Fernando Mires 21 de septiembre de 2014
El pensamiento es ejercicio
relacional. Por lo mismo, suele suceder que entre dos hechos dispares pero
ocurridos al unísono, aparezcan imprevistas cadenas asociativas. Lo pude
comprobar cuando en la TV fueron dadas a conocer dos noticias, una detrás de la
otra: la penúltima decapitación realizada por el EI y la elección de la serie
Breaking Bad como la más popular de los últimos diez años. ¿Qué tiene que ver
lo uno con lo otro? Aparentemente nada. Nada con excepción de que en ambos
casos vemos a través de la pantalla a la maldad en sus más radicales
expresiones
Ahí hay un problema. Nos guste o no,
la representación de la maldad ejerce fascinación entre múltiples espectadores.
En el mundo islámico cientos de
jóvenes se identifican con los cortadores de cabezas. Quizás la decapitación
representa para ellos el triunfo biológico de una religión verdadera sobre una
“falsa”. Puede ser también que las cabezas cortadas reactiven mitos arcaicos.
Mientras en el lejano pasado era
practicada la castración, es decir, la extirpación de los órganos de
reproducción, hoy es llevada a cabo la extracción del órgano del pensamiento:
la cabeza. El odio al pensamiento occidental se transforma así en odio a las
cabezas que lo producen. Sin intención de jugar con palabras, los decapitadores
de EI estarían haciendo una transición que va desde la fase fálica a la
ce-fálica.
Más difícil aún es explicar por qué
miles de “civilizados” espectadores occidentales se sintieron tan fascinados
por la maldad que destila la serie Breaking Bad. Aparte de los méritos
cinematográficos y del innegable suspenso –no me perdí un solo capítulo- creo
advertir que en no pocos existe una cierta identificación con Walter White, el
héroe negativo del filme.
Entiéndase: no se trata de escenas de
crueldad. En muchos otros thrillers hay espectáculos que superan lejos a las
maldades de Breaking Bad. No obstante, en la mayoría de ellos nos identificamos
con el bien, casi siempre representado por un sagaz inspector, llámese Columbo
o Wallander. En Breaking Bad, en cambio, con excepción del último capítulo
donde un leve triunfo del bien aparece metido casi a la fuerza, el objeto de
identificación es un personaje radicalmente malvado.

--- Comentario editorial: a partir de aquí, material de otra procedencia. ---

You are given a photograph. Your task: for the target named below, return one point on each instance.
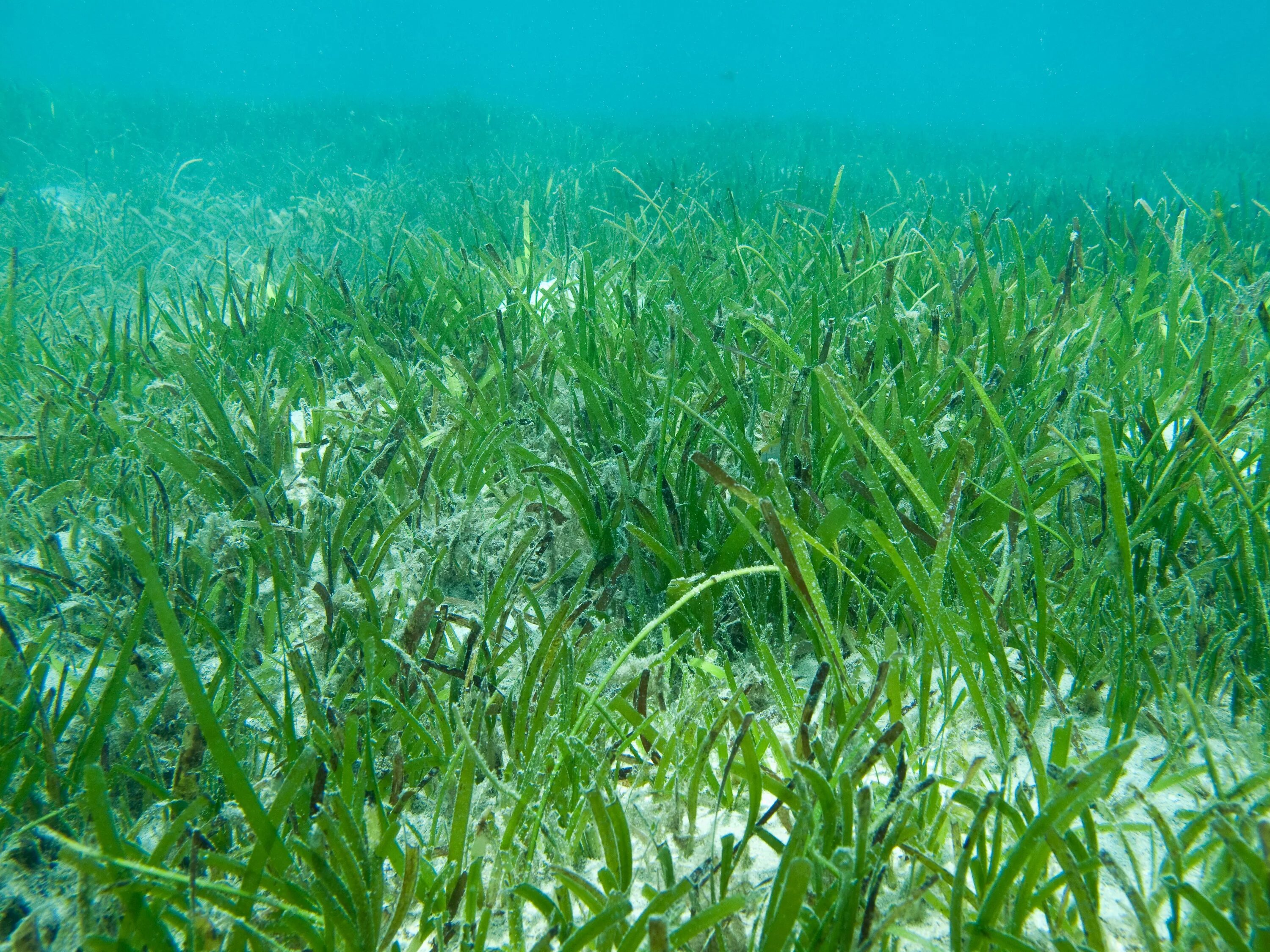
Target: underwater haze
(634, 478)
(1124, 64)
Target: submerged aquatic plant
(596, 567)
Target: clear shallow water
(1052, 66)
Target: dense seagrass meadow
(453, 530)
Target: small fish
(63, 198)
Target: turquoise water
(1051, 66)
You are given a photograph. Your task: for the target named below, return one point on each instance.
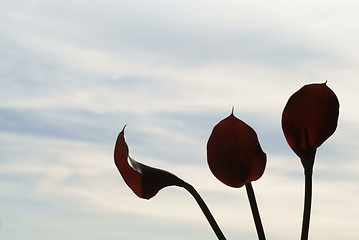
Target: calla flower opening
(309, 118)
(144, 181)
(234, 154)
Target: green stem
(255, 211)
(205, 210)
(307, 203)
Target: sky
(73, 73)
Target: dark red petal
(144, 181)
(309, 118)
(131, 177)
(234, 154)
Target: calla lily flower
(309, 118)
(144, 181)
(234, 154)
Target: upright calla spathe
(309, 118)
(234, 154)
(144, 181)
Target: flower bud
(309, 118)
(234, 154)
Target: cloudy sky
(73, 73)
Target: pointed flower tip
(234, 154)
(143, 180)
(309, 118)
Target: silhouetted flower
(234, 154)
(309, 118)
(144, 181)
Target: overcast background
(73, 73)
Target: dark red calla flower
(234, 154)
(309, 118)
(144, 181)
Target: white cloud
(75, 73)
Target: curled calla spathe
(309, 118)
(234, 154)
(144, 181)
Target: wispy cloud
(73, 74)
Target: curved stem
(205, 210)
(307, 203)
(255, 211)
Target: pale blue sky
(73, 73)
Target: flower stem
(205, 210)
(307, 203)
(255, 211)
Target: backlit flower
(309, 118)
(144, 181)
(234, 154)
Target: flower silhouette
(144, 181)
(309, 118)
(234, 154)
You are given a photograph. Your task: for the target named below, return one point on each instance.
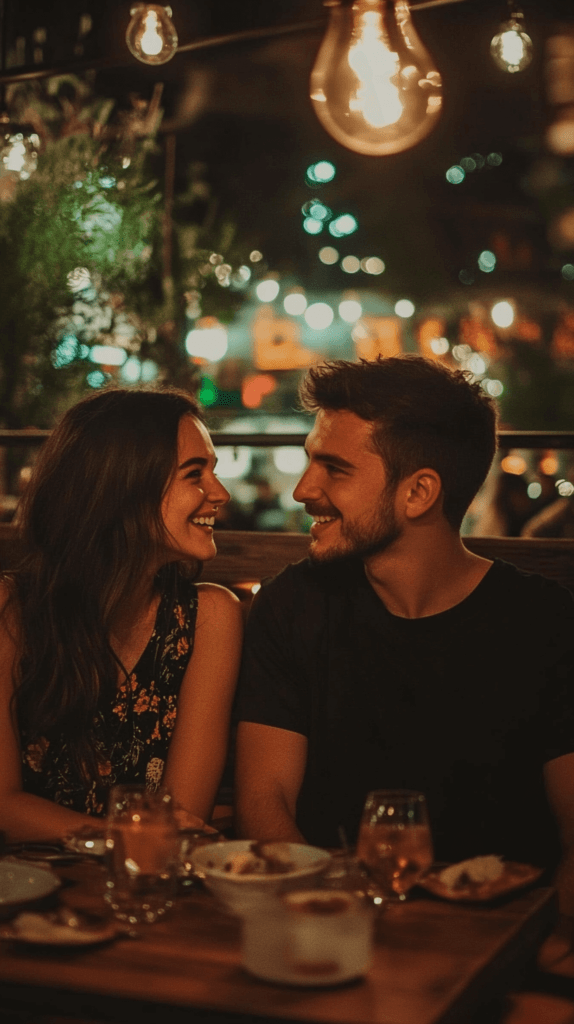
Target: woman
(114, 666)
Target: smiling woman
(115, 666)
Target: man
(395, 657)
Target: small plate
(47, 930)
(515, 876)
(25, 883)
(90, 846)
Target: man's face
(345, 489)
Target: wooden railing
(247, 558)
(506, 438)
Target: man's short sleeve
(272, 682)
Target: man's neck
(425, 572)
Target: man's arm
(269, 768)
(559, 779)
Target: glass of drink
(395, 844)
(141, 853)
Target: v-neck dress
(133, 725)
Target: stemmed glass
(395, 844)
(141, 851)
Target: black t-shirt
(465, 706)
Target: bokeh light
(455, 174)
(486, 261)
(208, 340)
(321, 172)
(350, 310)
(404, 308)
(108, 355)
(295, 303)
(312, 226)
(439, 346)
(514, 464)
(328, 255)
(350, 264)
(267, 290)
(343, 225)
(371, 264)
(502, 313)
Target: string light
(373, 85)
(151, 36)
(512, 46)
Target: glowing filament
(151, 41)
(376, 67)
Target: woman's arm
(23, 816)
(199, 745)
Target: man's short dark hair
(423, 413)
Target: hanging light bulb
(151, 36)
(512, 46)
(373, 86)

Pero Walt –este es el punto- no
siempre fue malo. El mal aparece en Walt como resultado de un proceso de
auto-corrupción. No por casualidad el film se titula Breaking Bad. En versión
libre: “ir corrompiéndose de a poco”. Walt en un comienzo era un tipo como “tú
y yo” cuyos “dispositivos del mal”
fueron siendo activados lentamente. El mensaje entonces es claro: “Todos
podemos ser tan malos como Walt”. Es cosa de proponérselo.

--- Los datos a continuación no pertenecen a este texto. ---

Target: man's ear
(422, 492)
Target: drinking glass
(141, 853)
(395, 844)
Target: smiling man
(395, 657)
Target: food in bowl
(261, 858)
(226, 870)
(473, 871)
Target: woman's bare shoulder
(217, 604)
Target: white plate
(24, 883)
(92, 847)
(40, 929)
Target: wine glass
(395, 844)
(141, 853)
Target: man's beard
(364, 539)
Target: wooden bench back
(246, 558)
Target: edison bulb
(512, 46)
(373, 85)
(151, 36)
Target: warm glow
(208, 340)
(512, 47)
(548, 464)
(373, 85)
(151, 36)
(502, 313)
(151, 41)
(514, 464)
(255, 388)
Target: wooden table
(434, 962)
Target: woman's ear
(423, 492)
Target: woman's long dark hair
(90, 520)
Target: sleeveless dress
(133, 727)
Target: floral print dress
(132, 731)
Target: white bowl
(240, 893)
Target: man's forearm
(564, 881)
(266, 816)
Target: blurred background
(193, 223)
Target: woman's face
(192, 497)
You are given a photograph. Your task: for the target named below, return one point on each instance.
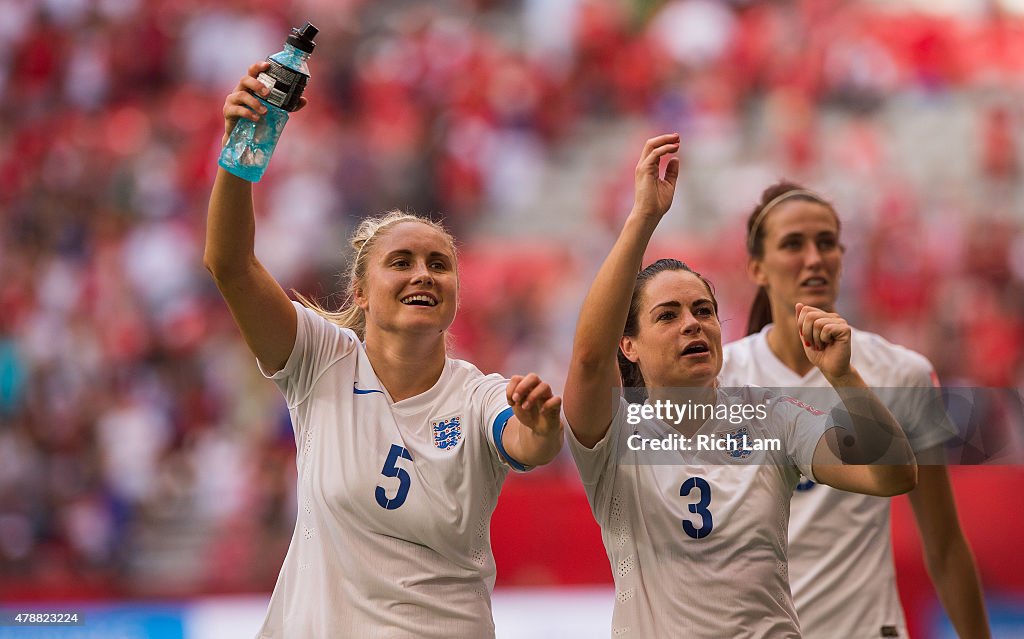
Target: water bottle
(251, 143)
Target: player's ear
(359, 297)
(756, 271)
(628, 345)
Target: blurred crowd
(140, 452)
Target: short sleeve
(318, 344)
(496, 412)
(802, 425)
(597, 465)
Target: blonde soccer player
(401, 450)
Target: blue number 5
(700, 508)
(391, 470)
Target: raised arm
(869, 454)
(259, 305)
(593, 372)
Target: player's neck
(407, 366)
(784, 342)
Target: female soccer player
(841, 562)
(696, 538)
(401, 450)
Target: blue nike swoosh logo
(360, 391)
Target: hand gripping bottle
(251, 143)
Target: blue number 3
(391, 470)
(700, 508)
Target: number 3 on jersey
(699, 508)
(391, 470)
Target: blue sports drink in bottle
(251, 143)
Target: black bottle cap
(302, 39)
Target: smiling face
(678, 341)
(411, 283)
(802, 258)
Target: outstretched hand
(534, 403)
(654, 193)
(243, 102)
(826, 339)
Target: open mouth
(814, 282)
(419, 300)
(696, 348)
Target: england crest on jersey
(446, 432)
(738, 443)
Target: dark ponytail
(760, 314)
(634, 386)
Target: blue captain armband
(499, 429)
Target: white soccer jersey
(394, 498)
(841, 563)
(696, 540)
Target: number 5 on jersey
(391, 470)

¿No ocurre lo mismo con los
decapitadores islámicos? Ninguna religión, la islámica tampoco, proclama literalmente
el mal; todo lo contrario. Y sin embargo, cuando contemplamos a los malhechores
podemos comprobar como el mal, en su más radical expresión, se ha apoderado de
ellos. Quizás los decapitadores fueron en un comienzo simples creyentes,
después soldados, más tarde terroristas, para terminar siendo lo que hoy son:
exhibicionistas asesinos: ¿Un Breaking Bad colectivo?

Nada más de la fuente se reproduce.